One challenge in trying to reach the goal of avoiding an IHC designation is how liberal the Fed will be in including assets that count toward the threshold. The central bank is said to be counting certain relatively intangible assets such as financing structures and securitization vehicles.

"Since everything counts, people have been surprised by the things that can knock off your calculations," said Douglas Landy, a partner at Milbank, Tweed, Hadley & McCloy. "But there is some rationale to it in that those structures were a measure of instability in the last financial crisis once the markets dried up. People are concerned about how those things affect their calculations and are taking a good hard look at what they need to keep in the United States or not."

The Fed's rule imposed stepped up requirements on foreign firms with as little as $10 billion in consolidated assets. Those with at least $50 billion face tougher standards. An even stronger version was imposed on those with at least $50 billion in U.S. assets, including a liquidity buffer and the establishment of both a U.S. risk committee and a chief risk officer.

But much of the focus in implementing the rule has been on IHCs, which will be required for between 15 and 20 firms that exceed $50 billion of non-branch U.S. assets. The new holding company structure is meant to make the U.S. corporate entity more independent from its foreign parent and allow greater consolidated oversight of the U.S. bank and broker-dealer.

IHCs will follow the same Basel III capital requirements used for large U.S. banks, which are tougher than international standards. All IHCs will also be subject to the Fed's rigorous process of submitting capital plans to the central bank that are then tested under stressed scenarios. Their first capital plans will be due in January 2017, with their first stress tests coming in January 2018. Firms anticipating they will form IHCs were required to submit blueprints to the Fed at the beginning of this year on how the new companies would be structured, but are still awaiting feedback from the central bank.

"The Fed is requiring a layer of U.S. management, rather than running businesses in the U.S. simply as components of global businesses," said James Hilton, a managing director at Promontory Financial Group. "Transaction and accounting systems are often aligned on a global basis, not a geographic basis, and it's very hard to change that fundamental infrastructure."

The IHC requirement will be a change of pace particularly for firms with large broker-dealer subsidiaries in the U.S. Unlike domestic bank holding companies, which include the parent's investment units, foreign-owned broker-dealers have been able to report directly to the overseas parent where capital requirements are set by the home country regulator.

Observers said the new structure will force some firms to decide whether simply to comply with the rule or reduce the footprint of their U.S. broker-dealer, which could result in less onerous regulatory burden.

"They have to make significant decisions about what their investment banking business is going to look like — what businesses they are going to be in, what asset classes they will focus on, and what geographies they will cover," said Cyrus Amir-Mokri, a former assistant Treasury secretary for financial institutions and now a partner at Skadden, Arps, Slate, Meagher & Flom LLP.

Miller said firms with a large commercial banking footprint as part of their U.S. operation have had substantial experience with holding company oversight from the Fed.
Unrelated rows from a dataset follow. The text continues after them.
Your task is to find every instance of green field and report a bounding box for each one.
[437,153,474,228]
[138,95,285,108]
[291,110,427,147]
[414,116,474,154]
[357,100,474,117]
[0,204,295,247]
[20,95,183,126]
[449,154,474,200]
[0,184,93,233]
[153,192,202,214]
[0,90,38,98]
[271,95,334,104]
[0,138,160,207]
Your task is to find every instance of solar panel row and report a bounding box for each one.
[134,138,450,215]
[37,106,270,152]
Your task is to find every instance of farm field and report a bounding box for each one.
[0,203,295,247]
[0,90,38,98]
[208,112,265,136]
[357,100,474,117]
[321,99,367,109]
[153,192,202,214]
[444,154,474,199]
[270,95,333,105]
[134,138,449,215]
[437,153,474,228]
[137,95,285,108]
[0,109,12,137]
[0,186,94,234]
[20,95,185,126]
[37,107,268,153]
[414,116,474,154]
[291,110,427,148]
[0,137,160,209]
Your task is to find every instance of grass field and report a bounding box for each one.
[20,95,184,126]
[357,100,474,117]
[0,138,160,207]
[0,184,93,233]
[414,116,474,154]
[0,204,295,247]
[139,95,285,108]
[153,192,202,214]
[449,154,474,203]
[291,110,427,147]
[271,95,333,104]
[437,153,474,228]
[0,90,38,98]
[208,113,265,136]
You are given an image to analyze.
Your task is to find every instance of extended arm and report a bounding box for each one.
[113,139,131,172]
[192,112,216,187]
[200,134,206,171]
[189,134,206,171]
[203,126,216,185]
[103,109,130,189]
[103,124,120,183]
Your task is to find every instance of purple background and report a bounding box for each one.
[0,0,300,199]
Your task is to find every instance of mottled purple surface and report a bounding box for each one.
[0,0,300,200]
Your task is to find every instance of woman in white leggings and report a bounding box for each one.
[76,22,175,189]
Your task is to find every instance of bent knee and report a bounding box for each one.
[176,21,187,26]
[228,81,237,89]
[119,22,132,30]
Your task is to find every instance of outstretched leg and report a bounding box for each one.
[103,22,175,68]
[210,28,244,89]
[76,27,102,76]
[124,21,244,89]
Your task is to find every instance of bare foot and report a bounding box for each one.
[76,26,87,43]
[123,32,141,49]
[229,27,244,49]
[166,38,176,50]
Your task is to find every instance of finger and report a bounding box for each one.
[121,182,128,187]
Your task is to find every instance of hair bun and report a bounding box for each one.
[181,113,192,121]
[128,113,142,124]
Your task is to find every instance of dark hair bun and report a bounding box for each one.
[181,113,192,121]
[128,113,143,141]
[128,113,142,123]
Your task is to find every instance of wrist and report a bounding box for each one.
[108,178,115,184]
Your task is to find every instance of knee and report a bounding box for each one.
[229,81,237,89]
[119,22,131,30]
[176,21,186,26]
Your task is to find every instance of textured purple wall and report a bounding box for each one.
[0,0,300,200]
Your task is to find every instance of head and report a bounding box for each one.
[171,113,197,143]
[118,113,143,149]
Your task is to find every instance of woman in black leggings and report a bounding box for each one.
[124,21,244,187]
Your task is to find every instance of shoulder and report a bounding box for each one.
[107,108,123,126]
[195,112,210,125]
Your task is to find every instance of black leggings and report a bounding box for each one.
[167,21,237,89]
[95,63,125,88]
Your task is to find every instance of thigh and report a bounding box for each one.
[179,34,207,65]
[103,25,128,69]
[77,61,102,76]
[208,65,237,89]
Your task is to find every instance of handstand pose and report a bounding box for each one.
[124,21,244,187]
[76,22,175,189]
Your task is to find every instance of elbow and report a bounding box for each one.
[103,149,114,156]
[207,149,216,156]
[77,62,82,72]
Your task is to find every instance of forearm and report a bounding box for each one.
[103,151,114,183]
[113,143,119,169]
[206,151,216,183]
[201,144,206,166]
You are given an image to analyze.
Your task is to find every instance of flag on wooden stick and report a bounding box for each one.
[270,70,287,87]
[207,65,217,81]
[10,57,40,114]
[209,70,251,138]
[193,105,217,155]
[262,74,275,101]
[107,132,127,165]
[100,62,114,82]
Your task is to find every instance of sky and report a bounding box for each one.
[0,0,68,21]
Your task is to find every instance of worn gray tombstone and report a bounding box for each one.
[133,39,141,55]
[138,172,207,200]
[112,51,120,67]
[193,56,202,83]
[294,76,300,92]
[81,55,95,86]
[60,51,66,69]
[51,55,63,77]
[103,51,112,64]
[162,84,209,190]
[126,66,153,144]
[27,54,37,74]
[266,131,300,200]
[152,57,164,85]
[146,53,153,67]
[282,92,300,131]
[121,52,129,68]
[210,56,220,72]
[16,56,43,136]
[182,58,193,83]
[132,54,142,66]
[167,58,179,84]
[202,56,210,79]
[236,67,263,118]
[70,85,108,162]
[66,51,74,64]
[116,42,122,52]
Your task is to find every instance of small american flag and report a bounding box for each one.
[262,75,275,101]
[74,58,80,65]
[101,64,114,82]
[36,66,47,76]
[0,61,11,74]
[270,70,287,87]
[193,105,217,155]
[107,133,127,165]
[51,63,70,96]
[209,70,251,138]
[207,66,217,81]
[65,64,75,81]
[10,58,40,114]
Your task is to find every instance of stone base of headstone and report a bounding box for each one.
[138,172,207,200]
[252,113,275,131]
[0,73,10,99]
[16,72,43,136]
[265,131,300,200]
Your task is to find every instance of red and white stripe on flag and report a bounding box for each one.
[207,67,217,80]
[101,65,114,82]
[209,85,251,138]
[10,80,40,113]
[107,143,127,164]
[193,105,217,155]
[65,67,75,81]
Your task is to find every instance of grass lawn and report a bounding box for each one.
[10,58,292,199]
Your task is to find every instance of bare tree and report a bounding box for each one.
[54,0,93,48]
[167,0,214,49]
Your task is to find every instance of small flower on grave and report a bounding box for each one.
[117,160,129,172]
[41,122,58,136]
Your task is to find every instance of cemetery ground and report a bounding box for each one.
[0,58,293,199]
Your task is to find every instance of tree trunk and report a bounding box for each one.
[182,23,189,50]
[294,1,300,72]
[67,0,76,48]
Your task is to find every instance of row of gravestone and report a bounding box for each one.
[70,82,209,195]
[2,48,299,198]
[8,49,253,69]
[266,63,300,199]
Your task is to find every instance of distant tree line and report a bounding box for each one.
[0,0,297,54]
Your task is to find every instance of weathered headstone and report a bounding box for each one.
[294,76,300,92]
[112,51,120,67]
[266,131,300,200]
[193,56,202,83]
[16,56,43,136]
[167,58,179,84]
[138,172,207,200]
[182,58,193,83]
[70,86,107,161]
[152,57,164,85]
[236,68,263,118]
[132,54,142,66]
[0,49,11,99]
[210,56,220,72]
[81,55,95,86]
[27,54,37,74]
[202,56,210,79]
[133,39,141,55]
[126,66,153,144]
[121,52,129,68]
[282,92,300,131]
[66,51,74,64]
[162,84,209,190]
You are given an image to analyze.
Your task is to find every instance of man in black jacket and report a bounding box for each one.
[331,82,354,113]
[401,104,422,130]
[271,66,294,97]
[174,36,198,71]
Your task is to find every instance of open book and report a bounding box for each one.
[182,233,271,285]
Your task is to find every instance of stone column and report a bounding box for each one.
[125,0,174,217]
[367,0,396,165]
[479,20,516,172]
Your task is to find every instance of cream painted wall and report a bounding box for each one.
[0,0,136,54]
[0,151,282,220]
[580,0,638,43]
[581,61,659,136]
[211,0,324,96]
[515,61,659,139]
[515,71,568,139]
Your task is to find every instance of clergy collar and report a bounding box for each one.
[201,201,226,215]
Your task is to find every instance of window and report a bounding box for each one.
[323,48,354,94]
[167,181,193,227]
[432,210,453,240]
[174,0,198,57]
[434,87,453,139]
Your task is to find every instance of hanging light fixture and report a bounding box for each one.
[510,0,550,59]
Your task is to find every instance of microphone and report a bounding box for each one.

But for others, "their banking activities are done out of a branch of the parent and their capital markets activities are done out of a broker dealer," she said. "While subject to both SEC and FRB oversight and supervision, they have never had to put all their U.S activities into a holding company structure. For them, this is huge."

The run-up to the Fed's implementation deadlines has led to important decisions for big international banks. While firms within reach of falling below the $50 billion trigger are considering ways to reduce their U.S. footprint, companies that know for sure they will form IHCs are considering whether to move some operations out of the U.S. to ease the process.

"There is a real benefit to delaying this for a couple of years and some banks are trying to get there. But it's not a huge number of institutions," said Landy. For larger banks that want to reduce the regulatory impact of forming an IHC, he added, "repatriating" activities "to a jurisdiction with different capital rules makes all the sense in the world."

But others may consider whether to expand their operations here to rationalize the costs of higher regulatory burden.

"Foreign owned banks are at an inflection point. They're taking a look at what it costs to do business here and may decide that either they want to cut back enough to avoid" the requirement "or to go ahead with it but that as long as they're going to have to create the IHC they might as well really build their U.S. businesses," said Michael Wiseman, a partner at Sullivan & Cromwell.

On the flip side, Miller noted some firms not yet big enough in the U.S. to have to form IHCs may try to start the process anyway because they expect to expand their footprint in the coming years.

"There is a set of other banks saying, 'We know we're going to grow in the U.S., so should we be an early adopter of an IHC strategy so when we do tip over $50 billion through acquisition or internal growth, we're ready to comply?'" she said. "This … category wouldn't form an actual IHC right away, but maybe a virtual board of directors that starts to run the firm as if it were an IHC."

Amir-Mokri said many firms will likely conclude it is more vital to retain their place in the U.S. than transfer activities out of the country to reduce regulatory impact.

"If I had to guess, many foreign banks with major investment banking operations would likely continue to have a US presence with a balance sheet greater than $50 billion because they are committed to the US market," he said.